(per)Seguidores

sexta-feira, 7 de fevereiro de 2014

Politicamente incorreto, orçamentalmente oportunista

Em 2013, o Governo "liberal na economia" de Pedro Passos Coelho e de Paulo Portas fez primeiro um "enorme aumento de impostos". Não contente com o prejuízo moral que a jogada provocou no seu eleitorado, em 2014 vai rifar carros. Carros... A esmagadora maioria importados, a distribuir pelas "famílias endividadas" que "consomem acima das suas possibilidades". Pior: automóveis novos de gama alta.
Luís Reis Ribeiro
A memória é curta, as eleições estão à porta, cortar na despesa custa e gera anti-corpos políticos, é sempre mais fácil ir pela coleta de impostos, mas basta recuar 3 anos (à altura em que o Executivo PSD/CDS ganhou as eleições) para se perceber o grotesco desta nova situação.
O défice comercial no segmento dos veículos automóveis foi - durante anos a fio, até 2011 - um dos maiores catalisadores do tão famigerado desequilíbrio externo da economia.
Em 2012 e sobre o que sabe de 2013 (até novembro), Portugal ainda exporta mais carros do que importa devido à travagem a fundo do consumo das famílias e das empresas, também elas boas clientes do sector.
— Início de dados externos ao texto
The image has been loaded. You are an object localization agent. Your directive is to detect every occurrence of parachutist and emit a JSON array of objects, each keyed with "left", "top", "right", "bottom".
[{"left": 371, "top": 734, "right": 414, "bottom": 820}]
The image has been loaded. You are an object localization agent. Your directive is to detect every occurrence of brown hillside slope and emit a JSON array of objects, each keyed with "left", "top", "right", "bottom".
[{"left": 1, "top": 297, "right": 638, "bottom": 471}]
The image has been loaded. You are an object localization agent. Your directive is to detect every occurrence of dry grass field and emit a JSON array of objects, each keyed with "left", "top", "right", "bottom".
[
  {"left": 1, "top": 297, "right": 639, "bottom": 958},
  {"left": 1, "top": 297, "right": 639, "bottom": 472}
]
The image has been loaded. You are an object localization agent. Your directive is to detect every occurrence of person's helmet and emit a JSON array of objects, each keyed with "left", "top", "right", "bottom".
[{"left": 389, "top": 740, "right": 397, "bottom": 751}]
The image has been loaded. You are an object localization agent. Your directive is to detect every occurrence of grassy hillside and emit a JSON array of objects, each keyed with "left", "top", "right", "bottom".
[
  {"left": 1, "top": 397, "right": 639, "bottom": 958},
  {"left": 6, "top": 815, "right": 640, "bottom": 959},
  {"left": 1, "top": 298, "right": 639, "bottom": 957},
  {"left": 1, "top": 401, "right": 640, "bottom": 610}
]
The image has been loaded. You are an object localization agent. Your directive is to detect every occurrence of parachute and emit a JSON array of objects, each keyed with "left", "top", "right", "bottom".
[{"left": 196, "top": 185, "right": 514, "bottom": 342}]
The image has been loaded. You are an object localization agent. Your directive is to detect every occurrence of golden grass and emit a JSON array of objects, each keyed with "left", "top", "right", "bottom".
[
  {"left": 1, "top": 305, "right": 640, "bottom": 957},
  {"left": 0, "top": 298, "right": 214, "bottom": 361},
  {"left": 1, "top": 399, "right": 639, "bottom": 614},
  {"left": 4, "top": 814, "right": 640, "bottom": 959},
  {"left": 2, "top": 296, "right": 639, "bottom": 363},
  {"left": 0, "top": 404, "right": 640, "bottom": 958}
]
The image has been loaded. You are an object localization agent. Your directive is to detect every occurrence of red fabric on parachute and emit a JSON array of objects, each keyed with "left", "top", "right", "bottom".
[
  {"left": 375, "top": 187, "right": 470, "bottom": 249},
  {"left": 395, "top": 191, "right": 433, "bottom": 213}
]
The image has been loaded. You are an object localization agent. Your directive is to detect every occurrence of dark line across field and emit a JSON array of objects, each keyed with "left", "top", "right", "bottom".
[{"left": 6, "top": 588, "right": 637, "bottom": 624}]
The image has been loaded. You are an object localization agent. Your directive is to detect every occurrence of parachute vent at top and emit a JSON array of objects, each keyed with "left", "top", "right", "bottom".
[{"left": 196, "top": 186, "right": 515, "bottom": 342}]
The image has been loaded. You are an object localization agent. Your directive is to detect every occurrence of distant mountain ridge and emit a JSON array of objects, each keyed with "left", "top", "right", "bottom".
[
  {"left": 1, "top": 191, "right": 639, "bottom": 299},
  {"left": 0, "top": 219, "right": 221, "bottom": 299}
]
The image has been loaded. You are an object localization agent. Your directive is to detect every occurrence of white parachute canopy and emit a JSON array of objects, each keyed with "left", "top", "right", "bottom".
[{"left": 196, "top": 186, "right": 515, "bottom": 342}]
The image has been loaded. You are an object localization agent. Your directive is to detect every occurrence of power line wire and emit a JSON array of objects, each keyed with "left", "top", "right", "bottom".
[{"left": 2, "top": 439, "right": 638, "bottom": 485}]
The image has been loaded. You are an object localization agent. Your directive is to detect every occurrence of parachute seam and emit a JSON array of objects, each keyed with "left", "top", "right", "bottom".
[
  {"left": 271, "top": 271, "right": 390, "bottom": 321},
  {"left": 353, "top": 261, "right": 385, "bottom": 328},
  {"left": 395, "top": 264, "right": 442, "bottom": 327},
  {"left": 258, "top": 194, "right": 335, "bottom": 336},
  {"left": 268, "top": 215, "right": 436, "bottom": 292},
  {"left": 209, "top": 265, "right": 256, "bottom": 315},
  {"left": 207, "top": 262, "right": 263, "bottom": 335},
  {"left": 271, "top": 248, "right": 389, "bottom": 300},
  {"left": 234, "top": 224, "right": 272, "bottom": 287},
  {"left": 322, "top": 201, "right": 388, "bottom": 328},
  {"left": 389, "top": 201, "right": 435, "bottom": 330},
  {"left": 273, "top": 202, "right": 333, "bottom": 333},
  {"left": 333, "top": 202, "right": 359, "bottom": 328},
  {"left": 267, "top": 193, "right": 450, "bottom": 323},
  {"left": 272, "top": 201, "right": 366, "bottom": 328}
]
O sector é excedentário, mas a posição favorável está-se a esvair à medida que se confirma a tal retoma. Um excedente que foi um interlúdio, portanto.
Mas antes de chegar a troika - e durante décadas, sempre que houve mais dinheiro no bolso - o negócio dos carros foi um gerador clássico de défice externo. Isto porque força a economia a pedir dinheiro emprestado lá fora, para pagar os carros que cá entram.
Os números são monumentais: em 2009, o défice comercial neste segmento atingiu cerca de 1.700 milhões de euros; em 2010, engordou para 2.300 milhões; em 2011, com a recessão a invadir o país, aliviou para 655 milhões. Mas era assim o Portugal pré-crise da dívida.
Ora, Governo e troika desenharam um programa de ajustamento em que um dos pilares (são 3) é, justamente, o da "diminuição do endividamento da economia".
Tendo em mente o 3.º pilar - "transformação estrutural" - também se percebe que isto de dar automóveis incuba um género de amnésica hipocrisia, uma lição imoral. É uma manobra perigosa, dá sinais totalmente errados. O Governo está a compactuar com uma retoma defeituosa contra a qual tanto se indignou. Seria só fachada?
Não é função do Estado moralizar ou dirigir sobre hábitos de consumo: seja contra, como tem sido apanágio quase diário, seja a favor, como faz agora com as faturas que vão andar à roda.
Dito isto fica-se a pensar. Portugal até produz carros, que exporta. Correto. Mas não será próprio (nem legal) da parte do Estado privilegiar a Autoeuropa, a única fábrica de veículos familiares e utilitários que existe no mercado doméstico. Seria pouco amigo da “economia de mercado”, da concorrência. Seria altamente indigesto para Bruxelas, por exemplo.
O Executivo do "precisamos de uma economia mais aberta, de fazer o ajustamento dos nossos desequilíbrios externos e deixar de viver acima das nossas possibilidades" vai tentar maximizar a receita fiscal através de uma operação que, antes de tudo o mais, remete para aquilo que durante os últimos anos foi e continua a ser demonizado pelo Governo e a troika.
Consumir menos para depender menos do crédito e aguentar as invectivas sobre os direitos laborais. Consumir menos para que o choque salarial (em prol da competitividade da economia) seja menos frontal e não mutile ninguém.
Esta lição imoral das Finanças, com a cara do secretário de Estado do Fisco, Paulo Núncio (CDS) - e imoral porque vai contra toda a filosofia que pautou o ajustamento e contra o que dizem pretender para o futuro - está a dizer aos portugueses que melhor que cumprir obrigações fiscais é ter carrinho novo à porta todas as semanas, onde se poderá meter gasolina de petróleo importado e emitir mais dióxido de carbono para depois pagar mais impostos verdes.
Irónico ou sinistro, há impostos (e cada vez mais pesados) sobre estes consumos politicamente incorretos, mas orçamentalmente oportunos.
Uma nota final: porquê carros? Por que não pacotes de férias em Portugal? Quem fica a ganhar com esta nova roda da sorte? Quem fica a perder, além da economia?